L’impatto dell’intelligenza artificiale sugli attacchi informatici
Un altro tema affrontato durante la trasmissione è stato il ruolo dell’intelligenza artificiale nell’aumento degli attacchi informatici. Alla domanda su quanto l’IA abbia inciso su questo fenomeno, Flora ha risposto: “Tanto ultimamente, perché gli attacchi più banali, quelli che si possono fare a milioni di persone in contemporanea, come le finte mail di chat dove ti dicono ‘sono la ragazza ucraina o il belloccio portoricano’ quelle cose lì prima richiedevano un gran dispendio di tempo. Io dovevo scrivere bene o male in una lingua particolare dall’altra parte del mondo, tentando ad esempio di truffare dieci, quindici, venti persone al giorno. Questa cosa invece è esplosa. Le truffe di quel tipo sono esplose perché? Perché l’intelligenza artificiale è molto brava nel gestire le comunicazioni, lo può fare a milioni di persone in parallelo e soprattutto in tutte le lingue del mondo”.
Secondo Flora, l’IA ha reso più semplice e veloce per i cybercriminali colpire un numero elevatissimo di persone contemporaneamente, automatizzando processi che prima richiedevano tempo e competenze linguistiche. Questo ha portato a una vera e propria esplosione delle truffe online, rendendo ancora più importante la consapevolezza e la formazione degli utenti.

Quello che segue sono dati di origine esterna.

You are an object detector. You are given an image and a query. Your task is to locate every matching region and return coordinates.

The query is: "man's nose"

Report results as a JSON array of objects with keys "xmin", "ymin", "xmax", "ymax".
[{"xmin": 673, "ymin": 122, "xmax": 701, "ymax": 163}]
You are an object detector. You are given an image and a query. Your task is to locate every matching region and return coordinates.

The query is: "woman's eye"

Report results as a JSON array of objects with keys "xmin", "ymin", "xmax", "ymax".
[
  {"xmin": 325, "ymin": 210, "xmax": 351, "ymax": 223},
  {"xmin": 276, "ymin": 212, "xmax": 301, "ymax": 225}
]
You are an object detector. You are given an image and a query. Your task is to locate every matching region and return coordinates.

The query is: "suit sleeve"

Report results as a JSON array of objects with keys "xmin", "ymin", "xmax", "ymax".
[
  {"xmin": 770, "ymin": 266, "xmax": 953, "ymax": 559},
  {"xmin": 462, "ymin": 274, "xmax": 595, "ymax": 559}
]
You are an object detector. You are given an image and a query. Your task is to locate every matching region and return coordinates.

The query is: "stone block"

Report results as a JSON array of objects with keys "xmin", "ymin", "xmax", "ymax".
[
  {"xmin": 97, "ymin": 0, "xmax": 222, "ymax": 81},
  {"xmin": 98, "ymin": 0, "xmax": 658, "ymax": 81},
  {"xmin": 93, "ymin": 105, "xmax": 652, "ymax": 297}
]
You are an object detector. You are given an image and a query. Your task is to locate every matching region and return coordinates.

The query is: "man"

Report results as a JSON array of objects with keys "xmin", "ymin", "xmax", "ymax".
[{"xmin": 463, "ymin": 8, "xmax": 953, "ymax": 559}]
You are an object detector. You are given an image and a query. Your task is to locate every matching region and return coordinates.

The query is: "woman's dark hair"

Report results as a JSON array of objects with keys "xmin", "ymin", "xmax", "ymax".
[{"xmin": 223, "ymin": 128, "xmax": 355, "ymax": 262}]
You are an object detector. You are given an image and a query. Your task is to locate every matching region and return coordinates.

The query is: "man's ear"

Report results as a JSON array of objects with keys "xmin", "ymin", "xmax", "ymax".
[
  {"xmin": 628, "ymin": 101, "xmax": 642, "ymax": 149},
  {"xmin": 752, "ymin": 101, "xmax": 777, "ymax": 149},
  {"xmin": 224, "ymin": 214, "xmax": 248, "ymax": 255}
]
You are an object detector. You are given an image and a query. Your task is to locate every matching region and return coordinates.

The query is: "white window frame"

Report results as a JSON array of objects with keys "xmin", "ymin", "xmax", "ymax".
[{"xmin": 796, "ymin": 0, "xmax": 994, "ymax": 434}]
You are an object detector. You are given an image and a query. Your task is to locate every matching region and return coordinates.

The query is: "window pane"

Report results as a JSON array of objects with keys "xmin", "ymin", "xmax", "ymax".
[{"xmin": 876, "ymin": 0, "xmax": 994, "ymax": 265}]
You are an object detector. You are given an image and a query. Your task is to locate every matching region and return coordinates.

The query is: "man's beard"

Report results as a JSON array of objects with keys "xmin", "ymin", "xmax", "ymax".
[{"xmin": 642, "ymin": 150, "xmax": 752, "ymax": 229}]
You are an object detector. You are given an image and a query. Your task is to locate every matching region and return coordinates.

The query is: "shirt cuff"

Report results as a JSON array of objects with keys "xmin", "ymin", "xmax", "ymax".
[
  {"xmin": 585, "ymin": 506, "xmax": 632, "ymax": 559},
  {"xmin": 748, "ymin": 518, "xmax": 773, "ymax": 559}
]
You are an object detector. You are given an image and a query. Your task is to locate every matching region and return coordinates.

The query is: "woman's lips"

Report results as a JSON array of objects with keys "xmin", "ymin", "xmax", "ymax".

La carenza di esperti in cyber security e le difficoltà delle aziende italiane
Un altro aspetto emerso nell’intervista riguarda la difficoltà delle aziende italiane a trovare esperti di sicurezza informatica. Flora ha spiegato: “Non abbiamo una vera e propria cultura della sicurezza informatica. Quindi cerchiamo un operaio non specializzato che ci gestisca i computer. Il resto del mondo paga i professionisti di questo livello uno zero in più del normale all’interno del nostro sistema”.
Flora ha sottolineato che in Italia manca una cultura aziendale orientata alla sicurezza informatica e spesso si cerca di risparmiare, affidando la gestione della sicurezza a personale non specializzato e con budget ridotti: “Le persone qui da noi hanno pochi mezzi, poco budget”. L’esperto ha anche ricordato che gli italiani sono tra i più bravi al mondo nel settore della sicurezza informatica, ma spesso scelgono di lavorare all’estero dove le condizioni economiche sono migliori.
Dalle parole di Matteo Flora emerge un quadro chiaro: la crescita degli attacchi informatici è il risultato di una digitalizzazione diffusa e poco protetta. Per le aziende italiane, la sfida passa ora da maggiore consapevolezza, investimenti adeguati e una vera cultura della cyber security.